The introduction questline for Alliance Players has them partner up with Flintlocke for a while... with hilarious results.
Batman Gambit: Schweitzer pulls of a funny one in the sequel: Flintlocke bought a "strategy guide" on Ebay, which tells him that random people across the world are dangerous bosses such as Illidan or Kel'thuzad. In Southshore, Flintlocke suspects the barmaid to be Kael'thas Sunstrider. Schweitzer immediately goes to "interrogate" "Kael'thas", and starts hitting on her. When she doesn't return the feelings and insults him, he calls out, "Kael'thas, you fiend!". Already pumped from killing a "turkey scourge", Flintlocke immediately yells out that he'll save him and starts shooting the barmaid.
Death Is Cheap: It is based on World of Warcraft, after all. Slightly subverted in the battle between Rok'tar's party and Flintlocke's party; death is still cheap, but the closest Graveyard to the area is too far away for anyone killed in the battle to return in time to be effective again.
Deus Exit Machina: In the battle between Rok'tar and Flintlocke's parties, Bloodrose, The Munchkin of Flintlocke's party, is the first to be killed, having been caught while out of mana.
Do Wrong, Right: Flintlocke refuses to use the Ultimate Goblin Engineered Weapon on the Everblooming the group is being attacked by... because the forest they are surrounded by is too green for the weapon to achieve maximum collateral damage.
Edible Ammunition: According to Flintlocke, a Dwarven Thanksgiving tradition is to stuff the turkey with blasting powder, so it can be fired as-is from a cannon in the event of an attack. The party ends up actually doing so, albeit offscreen.
Epic Fail: An oddly victory version. According to Bloodrose, the Horde once went AFK for an entire battleground and lost... 3-2.
Fail O'Suckyname: Apparently the reason the Horde overran Westfall. And the next stronghold after that was Fort Pwned.
Fan Nick Name: The Horde priest's real name was never revealed in the strip; somebody just called him "Bubbles" in the comments one day and it caught on.
False Reassurance: When Bloodrose expresses concern that the "Remote Backstab" is just another ridiculous made-up tactic of Flintlocke's:
Flintlocke: Nonsense. Tha' Remote Backstab is a time-honored move wit' tha utmost a' respectability.
Improbable Weapon User: Flintlocke once wields a question mark in battle against a goblin using dual exclamation points.
I'm Going to Hell for This: Schweitzer notes this after he uses his revive on Flintlocke's ram and instead zombified it. He notes however that he'll have a drink first before hell.
Insult Backfire: Kathrena calls Schweitzer "the worst living priest on the server". Schweitzer points out that, putting emphasis on the "living" part, it's actually not that bad a title.
It's a Wonderful Plot: One strip has a variation when the characters imagine what Azeroth would be like without rogues.
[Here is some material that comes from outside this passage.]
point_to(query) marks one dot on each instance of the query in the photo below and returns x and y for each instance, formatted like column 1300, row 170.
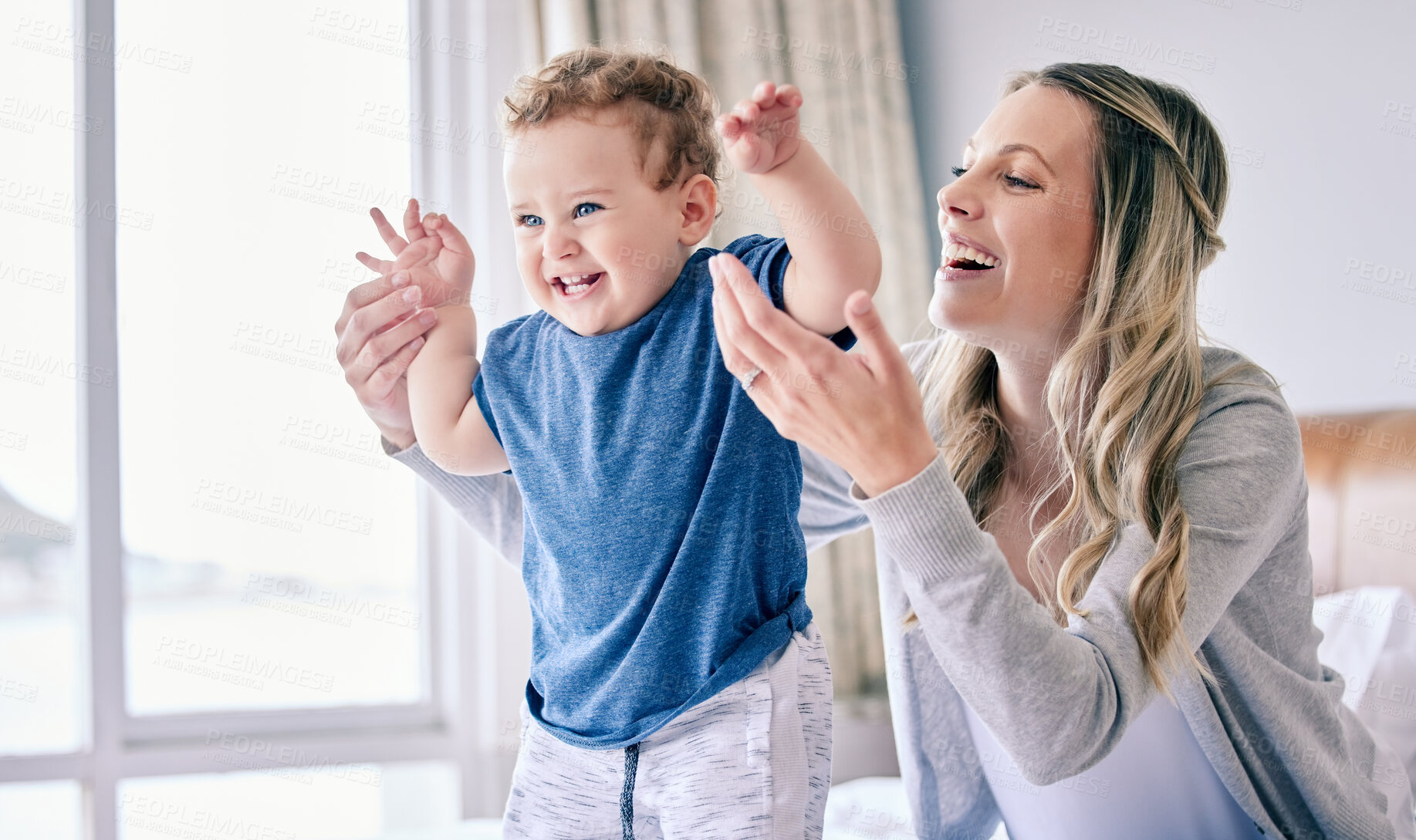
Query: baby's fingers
column 789, row 95
column 729, row 127
column 746, row 111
Apparently, in such a world, the Alliance and Horde have settled their differences and the classes are all in perfect balance.
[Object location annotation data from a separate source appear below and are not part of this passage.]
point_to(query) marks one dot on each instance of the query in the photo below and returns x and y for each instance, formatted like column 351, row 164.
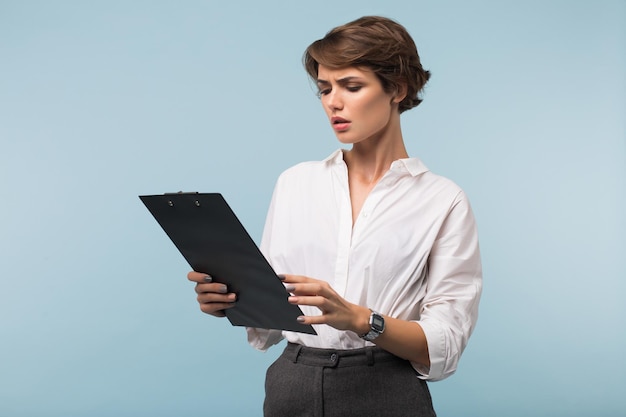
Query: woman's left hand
column 336, row 311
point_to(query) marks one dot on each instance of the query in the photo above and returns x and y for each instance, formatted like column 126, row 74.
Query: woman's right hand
column 213, row 297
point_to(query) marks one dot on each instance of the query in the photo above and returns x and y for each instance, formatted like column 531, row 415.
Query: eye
column 321, row 93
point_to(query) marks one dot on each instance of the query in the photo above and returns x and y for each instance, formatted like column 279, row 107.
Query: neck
column 368, row 160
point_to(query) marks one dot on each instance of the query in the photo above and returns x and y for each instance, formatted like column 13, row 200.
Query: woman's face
column 356, row 105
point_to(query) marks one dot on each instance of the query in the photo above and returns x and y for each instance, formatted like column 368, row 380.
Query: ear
column 400, row 94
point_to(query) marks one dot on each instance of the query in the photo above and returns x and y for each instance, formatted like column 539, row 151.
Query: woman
column 380, row 254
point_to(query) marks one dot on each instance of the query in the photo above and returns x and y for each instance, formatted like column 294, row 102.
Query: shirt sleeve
column 454, row 284
column 263, row 339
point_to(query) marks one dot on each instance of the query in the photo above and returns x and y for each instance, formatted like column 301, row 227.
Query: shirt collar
column 413, row 166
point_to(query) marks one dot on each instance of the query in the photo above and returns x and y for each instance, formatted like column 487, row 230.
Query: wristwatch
column 377, row 327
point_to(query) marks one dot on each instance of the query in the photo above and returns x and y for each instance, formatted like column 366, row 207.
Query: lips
column 339, row 123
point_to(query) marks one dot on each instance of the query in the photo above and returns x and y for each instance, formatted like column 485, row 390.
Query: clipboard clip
column 171, row 203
Took a Level in Badass: Schweitzer, after the reveal that the Wuuf had custom designed a "Murder" macro for him and his party managed to convince him to actually use it.
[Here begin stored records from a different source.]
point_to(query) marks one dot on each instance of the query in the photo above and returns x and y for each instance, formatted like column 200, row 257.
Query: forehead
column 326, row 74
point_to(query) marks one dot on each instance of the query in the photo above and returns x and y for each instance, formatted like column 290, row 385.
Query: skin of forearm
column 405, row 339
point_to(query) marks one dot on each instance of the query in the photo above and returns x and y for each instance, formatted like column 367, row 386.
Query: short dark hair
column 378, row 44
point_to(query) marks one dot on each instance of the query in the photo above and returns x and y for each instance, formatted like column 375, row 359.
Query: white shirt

Tuxedo and Martini: Bubbles' plan for Rok'tar to get through Teldrassil is pictured as him becoming this.
Ultimate Gamer 386: The Wuuf, a night elf priest who spends his time calculating the most powerful talent combinations, a gamer so hardcore that even WoW's developers are scared of him. His Horde counterpart is Bubbles the Forsaken Priest.
He reached level 60 in a couple days. His only reviews, "Too easy." and "Nerf everything."
Unusual Euphemism: Flintlocke appears to use the term 'jimmy/jimmies' instead of testicles.
Justified, since it's a part of the Scottish accent Flintlocke favors.
Tinkmaster Overspark calls Flintlocke a "lugnut" when he doesn't seem to grasp the concept of a mount.
You Killed My Father: Rok'tar declares vengeance on Flintlocke due to him killing off his father. It's not really that big of a deal since his father's an NPC who just respawns in a few minutes. Admittedly, Flintlocke did kill his father twenty more times as well as Malakkaboom, as he thought that they were Kel'Thuzad and Illidan, respectively.